A história natural da sarcoidose é variável, com possibilidade de remissão
espontânea (estádio I: 55-90% e II: 40-70%), evolução para cronicidade ou
recidiva após tratamento2.
Desde a sua referenciação, a doente encontra-se assintomática com estabilidade
radiológica (estádio II) e funcional, portanto com potencial para remissão
espontânea, motivo pelo qual não foi iniciado tratamento. Por outro lado, a
história prévia de eritema nodoso coloca a possibilidade de estarmos perante
um caso de recidiva de sarcoidose não diagnosticado previamente.
Hattori et al constatou que, numa população japonesa de 134 doentes com
sarcoidose, nos doentes atópicos o envolvimento torácico era menos frequente, e
em termos evolutivos a atopia estaria associada a um melhor prognóstico da
sarcoidose (associação independente do sexo, idade e presença de lesões
torácicas e/ou extratorácicas)6. Neste contexto, a atopia poderia ser
considerada um factor de bom prognóstico. Contudo, atendendo à patogenia de
ambas as entidades, questionamos esta associação.

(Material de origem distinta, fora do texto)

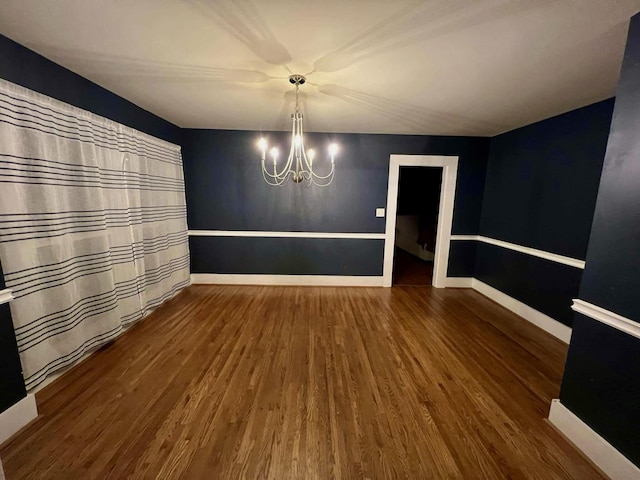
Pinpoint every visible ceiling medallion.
[258,74,338,187]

A sarcoidose tem por base uma
resposta imunológica Th1 mediada, especulando-se que a sua evolução
desfavorável tenha por base uma alteração dessa resposta para o tipo Th2, com
padrão de citocinas diferentes (interleucinas 4, 5, 6 e 10) que estimulariam a
proliferação de fibroblastos e produção de colagénio, conduzindo a fibrose3.

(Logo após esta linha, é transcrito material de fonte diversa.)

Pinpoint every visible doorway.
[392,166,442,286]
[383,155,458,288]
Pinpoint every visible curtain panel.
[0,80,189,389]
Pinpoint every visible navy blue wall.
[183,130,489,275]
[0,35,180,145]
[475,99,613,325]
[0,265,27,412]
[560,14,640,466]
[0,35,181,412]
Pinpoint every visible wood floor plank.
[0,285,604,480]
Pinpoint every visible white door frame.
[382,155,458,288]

Assim, se a atopia tem por base uma resposta imunológica Th2 mediada, a qual
conduz à evolução para estádios avançados da sarcoidose, como poderá estar
associada a melhor prognóstico da doença?
Por outro lado, Jundi et alquestionaram o papel da IT na sarcoidose ao
descrever três casos de doentes atópicos submetidos a IT (pólenes e ácaros),
com diagnóstico posterior de sarcoidose (22, 1 e 4 anos após término da IT)10.
Estes autores especulam sobre o facto de a IT poder ter desmascarado formas
subclínicas de sarcoidose não diagnosticadas previamente, a possibilidade de a
IT constituir agente causal da sarcoidose ou de se tratar de mera coincidência
temporal10.
CONCLUSÃO
Com a descrição deste caso clínico, os autores pretendem colocar algumas
questões sobre a possível associação entre atopia e sarcoidose, para as quais a
resposta ainda permanece longínqua face aos dados da literatura científica aqui
explanados. Tratam-se maioritariamente de estudos descritivos, díspares no
tamanho populacional e áreas geográficas incluídas, o que só por si pode
influenciar a prevalência de ambas as entidades. Mais ainda, a sua patogenia
distinta torna questionável o papel prognóstico da atopia na sarcoidose. De
facto, a descrição de mais casos clínicos, séries de casos, ou a realização de
estudos prospectivos com inclusão de populações referentes a várias áreas
geográficas, díspares na prevalência de sarcoidose e atopia, mas com
metodologias semelhantes, incluindo a definição de atopia, poderia responder a
algumas das questões levantadas com a descrição deste caso clínico.